Foi por causa do meu pai que me interessei por futebol. Filha única, eu queria estar o mais perto dele que pudesse. Daí comecei a me interessar por F1, boxe e futebol. Começamos pelo básico: "pai, vou torcer pro vermelho ou pro azul?" "E o vermelho faz gol pra cá ou pra lá?" E ele, com sua paciência orgulhosa, foi me ensinando até que eu entendesse quando é um impedimento, o que é uma obstrução, um gol olímpico, uma 'cama de gato', uma 'caneta'. Hoje eu poderia, seguramente, narrar uma partida de futebol. Conheço as regras e sei reconhecer uma boa jogada.


Enfim, obrigada, pai! Realmente o futebol nos rendeu grandes momentos juntos!

No entanto, para mim, a Copa das Copas foi a de 94, realizada nos Estados Unidos. Eu tinha 13 anos e verdadeira paixão por futebol. Sabia os grupos _país por país_ de cor. Sabia o nome dos destaques de cada um e, lógico, os 22 nomes da seleção brasileira. Reservas e titulares, eu os conhecia por nome, número de camisa e posição. 



Naquela época eu estava aprendendo a fazer tricô. Eu assisti a todos os jogos da Copa de 94 (exceto aos do Brasil, claro) tecendo a minha primeira blusa de tricô. Ela era azul marinho, de ponto arroz e eu a tenho até hoje. 



Nas vésperas da Copa de 94, eu aprendi uma receita de pipoca com açúcar e Nescau e, a primeira vez que eu a fiz foi na estreia do Brasil, contra Camarões. Passei, então, a fazer pipoca de Nescau em todos os jogos do Brasil, de modo que, pra mim, a Copa de 94 tem cheiro de pipoca de Nescau.


Durante a Copa, eu viajei para Minas com a minha mãe, para passarmos as férias. Sim, eu levei o meu projeto de tricô e continuei a fazer a tal pipoca de Nescau. 

Eu era fã do Branco, o lateral esquerdo, da camisa 6. Ele fez um gol salvador contra a Holanda, gol que ele mesmo batizou de 'gol cala a boca'. Acho que todo mundo se lembra daquela partida. Estávamos empatados em 2 x 2 e precisávamos vencer para seguir até à final. Branco fez seu gol de falta, foi lindo! Choramos, aliviados. Mas aquele 09 de julho me marcou profundamente de outra maneira também. Eu estava na sala da casa da minha tia, ainda em Minas, sozinha. Meus primos tinham ido para a rua, mas eu queria manter a intimidade com a partida que só a solidão permite. Fiz a minha pipoca de Nescau e me empacotei no sofá, com cobertas e todos os agasalhos possíveis, naquela tarde mineira e gelada. No intervalo do jogo, fui ao banheiro fazer xixi e...

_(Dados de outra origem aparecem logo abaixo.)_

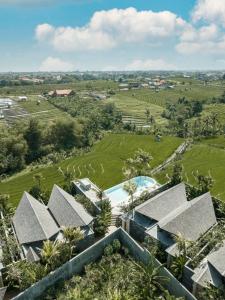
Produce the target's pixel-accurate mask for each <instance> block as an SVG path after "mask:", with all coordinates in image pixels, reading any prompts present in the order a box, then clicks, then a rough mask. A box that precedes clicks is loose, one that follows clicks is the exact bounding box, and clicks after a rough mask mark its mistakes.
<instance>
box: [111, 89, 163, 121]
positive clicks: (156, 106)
mask: <svg viewBox="0 0 225 300" xmlns="http://www.w3.org/2000/svg"><path fill="white" fill-rule="evenodd" d="M139 92H141V91H138V93H137V94H130V93H126V94H123V93H119V94H117V95H115V96H113V97H111V98H110V100H106V101H105V102H109V101H110V102H112V103H114V104H115V105H116V107H117V108H118V109H119V110H120V111H121V112H122V113H123V121H126V122H129V121H131V122H132V123H135V124H136V125H140V126H143V125H146V123H147V121H146V114H145V112H146V109H147V108H148V109H149V110H150V113H151V115H153V116H154V118H155V121H156V123H157V124H159V125H165V124H167V123H168V121H167V120H166V119H164V118H162V117H161V114H162V112H163V110H164V109H163V108H162V107H161V106H159V105H155V104H152V103H148V102H147V101H145V100H143V99H142V100H141V98H140V99H139V97H140V94H139Z"/></svg>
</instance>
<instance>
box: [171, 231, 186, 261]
mask: <svg viewBox="0 0 225 300" xmlns="http://www.w3.org/2000/svg"><path fill="white" fill-rule="evenodd" d="M174 241H175V242H176V244H177V249H178V251H179V256H181V255H182V256H184V257H186V256H187V247H188V244H189V243H190V242H189V241H187V240H186V239H185V238H184V237H183V235H182V234H181V233H180V232H179V233H178V234H177V235H175V236H174Z"/></svg>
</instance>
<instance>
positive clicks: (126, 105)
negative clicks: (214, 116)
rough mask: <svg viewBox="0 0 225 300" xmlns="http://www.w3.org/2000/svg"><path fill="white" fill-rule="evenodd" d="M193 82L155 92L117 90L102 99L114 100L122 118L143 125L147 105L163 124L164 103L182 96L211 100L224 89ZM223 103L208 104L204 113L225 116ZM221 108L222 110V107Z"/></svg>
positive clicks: (215, 86) (113, 101) (223, 87)
mask: <svg viewBox="0 0 225 300" xmlns="http://www.w3.org/2000/svg"><path fill="white" fill-rule="evenodd" d="M191 82H193V83H192V84H189V83H187V82H186V83H185V84H184V85H182V84H179V85H177V86H175V88H174V89H166V90H160V91H158V92H156V91H155V90H151V89H139V90H129V91H120V92H117V93H116V94H115V95H114V96H112V97H111V98H110V99H109V100H106V101H105V102H113V103H114V104H115V105H116V107H117V108H118V109H119V110H120V111H121V112H122V113H123V120H124V121H126V122H128V121H131V122H132V123H135V124H136V125H140V126H143V125H146V114H145V112H146V109H149V110H150V113H151V115H153V116H154V118H155V121H156V123H157V124H158V125H162V126H164V125H166V124H167V123H168V120H167V119H165V118H162V116H161V114H162V112H163V110H164V109H165V107H166V103H175V102H176V101H177V100H178V99H179V98H181V97H185V98H187V99H189V100H201V101H205V100H211V99H212V98H213V97H219V96H221V95H222V93H223V91H224V85H223V84H214V85H212V84H211V85H210V84H209V85H206V86H204V85H203V84H202V83H199V82H198V81H193V80H192V81H191ZM224 107H225V106H223V107H221V105H219V104H217V105H207V106H206V108H205V110H204V112H203V114H202V115H203V116H205V115H208V114H210V113H211V112H219V115H220V118H221V119H223V121H224V120H225V117H224V115H225V108H224ZM221 108H222V110H221Z"/></svg>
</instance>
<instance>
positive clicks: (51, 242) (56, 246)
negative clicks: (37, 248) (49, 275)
mask: <svg viewBox="0 0 225 300" xmlns="http://www.w3.org/2000/svg"><path fill="white" fill-rule="evenodd" d="M59 257H60V251H59V246H58V243H57V242H52V241H50V240H47V241H45V242H44V244H43V248H42V250H41V260H42V262H43V263H44V264H45V266H46V269H47V270H48V271H51V270H54V269H55V267H56V266H57V265H58V263H59Z"/></svg>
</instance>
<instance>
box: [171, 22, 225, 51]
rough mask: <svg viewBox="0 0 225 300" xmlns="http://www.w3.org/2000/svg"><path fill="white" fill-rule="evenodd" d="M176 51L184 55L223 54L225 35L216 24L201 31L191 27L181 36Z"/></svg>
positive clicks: (200, 28)
mask: <svg viewBox="0 0 225 300" xmlns="http://www.w3.org/2000/svg"><path fill="white" fill-rule="evenodd" d="M176 50H177V51H178V52H179V53H182V54H195V53H198V54H200V53H201V55H205V54H221V53H223V51H224V50H225V35H224V33H223V32H220V30H219V28H218V27H217V26H216V25H215V24H211V25H208V26H202V27H200V28H199V29H196V28H194V27H193V26H191V25H189V27H188V28H186V30H185V31H184V32H183V33H182V34H181V36H180V42H179V43H178V44H177V45H176Z"/></svg>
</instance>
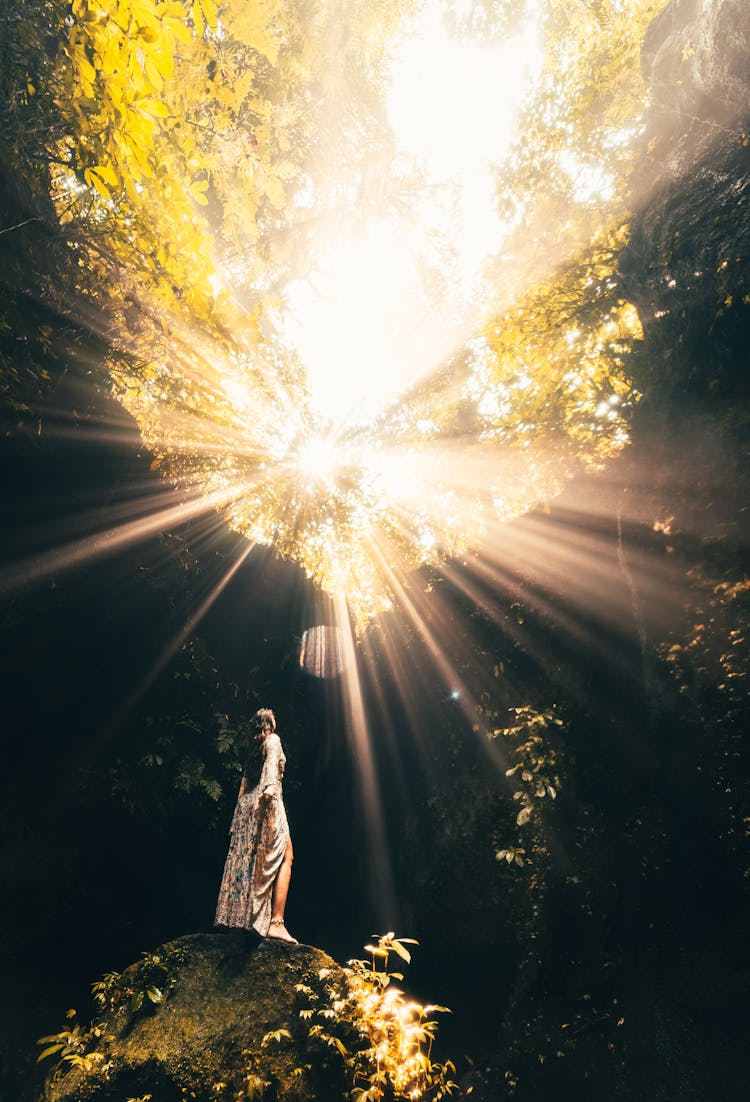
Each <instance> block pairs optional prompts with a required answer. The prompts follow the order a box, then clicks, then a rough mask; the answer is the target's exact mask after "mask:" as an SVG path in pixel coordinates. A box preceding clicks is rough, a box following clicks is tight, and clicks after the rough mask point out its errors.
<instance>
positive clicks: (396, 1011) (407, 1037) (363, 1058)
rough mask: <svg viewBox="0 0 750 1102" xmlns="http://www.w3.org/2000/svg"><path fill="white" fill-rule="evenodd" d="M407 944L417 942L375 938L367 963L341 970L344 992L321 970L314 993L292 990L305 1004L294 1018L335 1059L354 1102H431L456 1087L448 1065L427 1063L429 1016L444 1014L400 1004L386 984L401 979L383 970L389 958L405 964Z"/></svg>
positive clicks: (433, 1020)
mask: <svg viewBox="0 0 750 1102" xmlns="http://www.w3.org/2000/svg"><path fill="white" fill-rule="evenodd" d="M409 944H416V942H415V941H414V940H413V939H412V938H396V937H395V934H394V933H393V932H390V933H384V934H382V936H380V937H379V938H378V941H377V944H373V946H366V950H367V952H369V953H370V957H371V960H370V961H362V960H352V961H349V964H348V966H347V968H346V969H345V970H344V971H345V975H346V991H340V990H339V988H338V987H337V986H336V985H335V984H334V983H333V982H331V980H330V976H329V975H328V973H327V971H324V972H323V973H322V974H320V975H319V976H318V980H319V981H320V983H319V985H318V990H317V991H316V990H313V987H311V986H308V985H306V984H300V985H298V986H297V993H298V995H300V997H301V1000H302V1002H303V1003H304V1004H305V1005H304V1006H303V1008H302V1011H301V1012H300V1016H301V1018H302V1019H303V1020H304V1022H307V1023H308V1037H309V1038H311V1040H312V1041H313V1042H314V1044H317V1045H322V1046H324V1047H326V1048H328V1049H330V1051H331V1054H333V1055H335V1058H336V1059H338V1060H339V1061H340V1063H341V1065H343V1068H344V1070H345V1074H346V1077H347V1079H348V1080H349V1081H350V1082H351V1084H352V1090H351V1093H350V1096H351V1098H352V1100H354V1102H380V1100H381V1099H394V1100H399V1099H403V1100H406V1099H410V1100H414V1102H416V1100H419V1099H425V1100H427V1099H430V1100H434V1102H437V1100H439V1099H442V1098H445V1096H446V1095H449V1094H452V1093H453V1091H454V1090H455V1089H456V1084H455V1083H454V1082H452V1080H450V1078H449V1077H450V1074H452V1073H453V1072H454V1071H455V1068H454V1066H453V1063H452V1062H450V1061H449V1060H448V1061H446V1062H445V1063H438V1062H437V1061H434V1060H433V1059H432V1046H433V1041H434V1039H435V1030H436V1028H437V1022H436V1019H435V1017H434V1015H435V1014H441V1013H447V1008H446V1007H445V1006H423V1005H422V1004H420V1003H417V1002H414V1001H412V1000H407V998H406V996H405V995H404V993H403V992H402V991H401V990H400V988H399V987H396V986H395V985H394V984H393V982H392V981H393V980H403V975H402V974H401V973H399V972H389V971H388V962H389V958H390V957H391V954H393V955H396V957H400V958H401V960H403V961H405V962H406V963H409V961H410V960H411V953H410V951H409V949H407V948H406V946H409Z"/></svg>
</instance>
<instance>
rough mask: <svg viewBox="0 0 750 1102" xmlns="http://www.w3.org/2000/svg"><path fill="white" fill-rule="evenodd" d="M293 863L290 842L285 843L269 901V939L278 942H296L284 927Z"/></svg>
mask: <svg viewBox="0 0 750 1102" xmlns="http://www.w3.org/2000/svg"><path fill="white" fill-rule="evenodd" d="M293 861H294V850H293V849H292V840H291V839H290V840H289V842H287V843H286V850H285V851H284V860H283V861H282V863H281V865H280V866H279V872H278V873H276V879H275V883H274V885H273V898H272V901H271V926H270V928H269V937H270V938H275V939H276V940H278V941H296V939H295V938H293V937H292V936H291V934H290V932H289V930H287V929H286V927H285V926H284V910H285V909H286V896H287V895H289V882H290V879H291V878H292V862H293Z"/></svg>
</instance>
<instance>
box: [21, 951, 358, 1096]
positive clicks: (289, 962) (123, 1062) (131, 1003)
mask: <svg viewBox="0 0 750 1102" xmlns="http://www.w3.org/2000/svg"><path fill="white" fill-rule="evenodd" d="M339 977H340V982H341V985H343V986H344V982H345V981H344V973H343V971H341V969H340V968H339V965H338V964H337V963H336V962H335V961H334V960H331V958H330V957H328V955H327V954H326V953H324V952H322V951H320V950H319V949H315V948H313V947H311V946H287V944H284V943H282V942H279V941H273V940H265V941H259V939H257V938H254V937H253V936H252V934H246V933H244V932H242V931H230V932H226V933H195V934H189V936H186V937H183V938H178V939H177V940H175V941H172V942H169V943H167V944H165V946H162V947H160V949H159V950H156V951H155V952H154V953H149V954H144V959H143V960H142V961H139V962H138V963H135V964H132V965H131V966H130V968H128V969H126V971H124V972H122V973H121V974H120V975H116V976H108V977H105V982H104V983H102V984H100V985H99V1002H100V1003H101V1004H102V1008H101V1011H100V1013H99V1014H98V1015H96V1027H97V1030H98V1031H96V1030H95V1031H94V1033H91V1031H90V1030H89V1031H87V1035H86V1037H85V1038H84V1040H83V1042H81V1044H80V1045H78V1044H77V1045H76V1052H79V1054H81V1056H80V1062H79V1060H78V1059H77V1058H76V1056H75V1055H74V1059H73V1062H70V1061H69V1060H61V1061H59V1063H58V1065H57V1068H56V1069H55V1071H53V1073H52V1074H51V1076H50V1078H48V1080H47V1083H46V1085H45V1089H44V1092H43V1095H42V1100H41V1102H126V1100H131V1099H132V1100H139V1102H140V1100H141V1099H142V1098H144V1096H148V1098H151V1099H152V1100H153V1102H183V1100H185V1102H187V1100H196V1102H209V1100H210V1102H216V1100H217V1099H218V1100H222V1099H225V1100H229V1099H231V1100H236V1099H256V1100H258V1102H260V1100H262V1102H336V1100H339V1099H343V1098H344V1096H345V1094H346V1083H345V1082H344V1079H343V1074H341V1069H340V1061H339V1063H337V1061H336V1060H335V1059H331V1052H330V1050H326V1049H325V1047H323V1046H320V1045H319V1044H317V1045H316V1040H315V1038H313V1039H311V1038H309V1036H308V1027H307V1024H306V1023H305V1020H303V1019H302V1018H301V1017H300V998H298V993H297V990H296V987H297V985H298V984H304V985H307V986H315V987H319V986H320V982H322V980H323V979H325V982H326V984H328V985H329V984H330V983H331V982H333V983H336V982H337V980H338V979H339ZM280 1030H281V1031H280Z"/></svg>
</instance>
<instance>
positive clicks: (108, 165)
mask: <svg viewBox="0 0 750 1102" xmlns="http://www.w3.org/2000/svg"><path fill="white" fill-rule="evenodd" d="M90 171H91V172H96V173H98V175H100V176H101V179H102V180H106V181H107V183H108V184H111V186H112V187H117V184H118V179H117V173H116V172H115V169H112V166H111V164H95V165H94V168H93V169H91V170H90Z"/></svg>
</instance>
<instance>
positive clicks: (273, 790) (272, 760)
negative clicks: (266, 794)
mask: <svg viewBox="0 0 750 1102" xmlns="http://www.w3.org/2000/svg"><path fill="white" fill-rule="evenodd" d="M283 776H284V758H283V754H282V750H281V738H280V737H279V735H269V737H268V738H267V741H265V756H264V758H263V769H262V771H261V775H260V786H259V787H260V791H261V796H262V795H263V792H268V791H270V792H271V795H272V796H281V778H282V777H283Z"/></svg>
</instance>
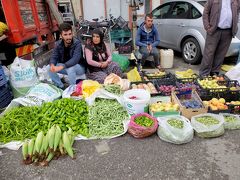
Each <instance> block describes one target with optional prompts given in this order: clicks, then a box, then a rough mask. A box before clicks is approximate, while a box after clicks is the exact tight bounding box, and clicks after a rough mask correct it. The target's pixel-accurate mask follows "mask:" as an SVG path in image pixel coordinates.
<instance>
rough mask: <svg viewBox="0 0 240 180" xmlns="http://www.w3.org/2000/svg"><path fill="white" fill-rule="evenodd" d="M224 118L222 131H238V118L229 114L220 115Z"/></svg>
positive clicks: (223, 113) (239, 126) (238, 122)
mask: <svg viewBox="0 0 240 180" xmlns="http://www.w3.org/2000/svg"><path fill="white" fill-rule="evenodd" d="M219 115H222V116H223V118H224V124H223V125H224V129H231V130H234V129H240V117H239V116H237V115H234V114H229V113H220V114H219Z"/></svg>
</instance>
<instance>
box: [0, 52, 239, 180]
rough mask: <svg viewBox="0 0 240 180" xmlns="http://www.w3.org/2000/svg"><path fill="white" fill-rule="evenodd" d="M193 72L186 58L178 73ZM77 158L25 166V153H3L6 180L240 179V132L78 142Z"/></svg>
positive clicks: (74, 144) (127, 135) (79, 141)
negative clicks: (180, 69)
mask: <svg viewBox="0 0 240 180" xmlns="http://www.w3.org/2000/svg"><path fill="white" fill-rule="evenodd" d="M188 68H192V69H194V70H195V71H196V72H197V70H198V68H199V65H195V66H193V65H188V64H185V63H183V61H182V60H181V58H179V57H176V58H175V60H174V69H171V71H174V70H176V69H178V70H179V69H181V70H185V69H188ZM74 148H75V153H76V159H75V160H72V159H70V158H69V157H62V158H60V159H58V160H53V161H51V162H50V165H49V166H48V167H39V166H34V165H28V166H26V165H23V164H22V163H21V159H22V155H21V150H18V151H11V150H7V149H0V153H1V154H0V179H1V180H15V179H16V180H28V179H29V180H60V179H61V180H65V179H66V180H75V179H76V180H77V179H84V180H95V179H97V180H108V179H111V180H112V179H114V180H115V179H116V180H125V179H126V180H128V179H129V180H130V179H148V180H155V179H156V180H160V179H161V180H165V179H167V180H175V179H176V180H185V179H189V180H203V179H204V180H239V179H240V171H239V169H240V130H235V131H226V132H225V134H224V135H223V136H221V137H218V138H213V139H202V138H198V137H196V136H195V137H194V138H193V140H192V141H191V142H190V143H187V144H184V145H174V144H170V143H167V142H164V141H162V140H160V138H159V137H158V136H157V134H155V135H153V136H151V137H148V138H145V139H135V138H133V137H132V136H130V135H129V134H126V135H124V136H122V137H119V138H115V139H110V140H89V141H84V140H82V141H75V144H74Z"/></svg>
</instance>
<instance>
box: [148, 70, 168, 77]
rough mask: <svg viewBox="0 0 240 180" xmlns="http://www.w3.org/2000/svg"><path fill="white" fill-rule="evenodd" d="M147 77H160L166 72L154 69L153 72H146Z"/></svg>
mask: <svg viewBox="0 0 240 180" xmlns="http://www.w3.org/2000/svg"><path fill="white" fill-rule="evenodd" d="M146 75H147V76H148V77H155V76H156V77H162V76H164V75H166V72H161V71H156V72H154V73H147V74H146Z"/></svg>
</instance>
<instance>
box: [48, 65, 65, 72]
mask: <svg viewBox="0 0 240 180" xmlns="http://www.w3.org/2000/svg"><path fill="white" fill-rule="evenodd" d="M63 69H64V66H54V65H53V64H51V67H50V71H51V72H55V73H56V72H59V71H61V70H63Z"/></svg>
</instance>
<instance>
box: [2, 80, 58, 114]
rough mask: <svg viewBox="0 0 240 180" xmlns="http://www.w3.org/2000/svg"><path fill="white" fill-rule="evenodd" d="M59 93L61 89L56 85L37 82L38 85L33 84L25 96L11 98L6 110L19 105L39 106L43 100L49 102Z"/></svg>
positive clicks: (42, 101) (57, 98)
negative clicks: (11, 100)
mask: <svg viewBox="0 0 240 180" xmlns="http://www.w3.org/2000/svg"><path fill="white" fill-rule="evenodd" d="M61 95H62V90H61V89H58V88H57V87H55V86H53V85H49V84H46V83H39V84H38V85H36V86H33V87H32V88H31V89H30V90H29V92H28V93H27V95H26V96H24V97H19V98H16V99H13V100H12V102H11V103H10V104H9V105H8V107H7V108H6V110H9V109H11V108H13V107H16V106H19V105H22V106H40V105H42V104H43V103H44V102H51V101H53V100H55V99H58V98H60V97H61Z"/></svg>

Surpresa!!! Coloquei a cabeça pra fora da porta e gritei, corredor afora: 'Mãããeee!!!'. Como dizem, eu havia ficado mocinha. Aquilo foi bastante confuso para mim (embora eu esperasse), mas deixei para pensar nisso depois do jogo. Voltei para o segundo tempo diferente, mas a menina-louca-por-futebol imperou. Sempre que eu revejo aquele chute do Branco, o Romário se esquivando da bola e ela entrando no gol, me lembro da multiplicidade de sensações daquela tarde. Enfim, a minha menarca aconteceu durante um jogaço do Brasil na Copa de 94! E vencemos!



Dias depois voltei com a minha mãe para a nossa cidade, no ES, onde assisti à final contra Roberto Baggio e cia com o meu pai, em nossa casa. Cumprindo o meu protocolo, fiz pipoca de Nescau e assisti com ele àquele tenebroso 0 x 0. Não teve jeito, teríamos que encarar os pênaltis. Eu morri em todas as cobranças. Todas. 



Quando o Baggio chutou por cima do travessão e jogou o tetra em nosso colo, instintivamente eu enterrei a cabeça no peito do meu pai e chorei descontroladamente. Nunca sentira aquilo antes. Lembro-me de ter deixado encharcada a sua camisa de seda azul claro, que ficou rapidamente com uma enorme mancha azul escuro, totalmente grudada em sua pele. Depois que nos acalmamos, fomos à rua assistir à carreata e aos fogos, uma alegria indizível, imensurável. 



Poucos anos depois, eu vi o Brasil ser penta, mas não me lembro de muita coisa. A Copa de 94 foi a minha Copa, a "Copa das Copas". Eu estava com o meu pai, eu tecia sonhos em ponto arroz. Eu deixava de ser criança naqueles dias mágicos, que tinham cheiro de pipoca de Nescau.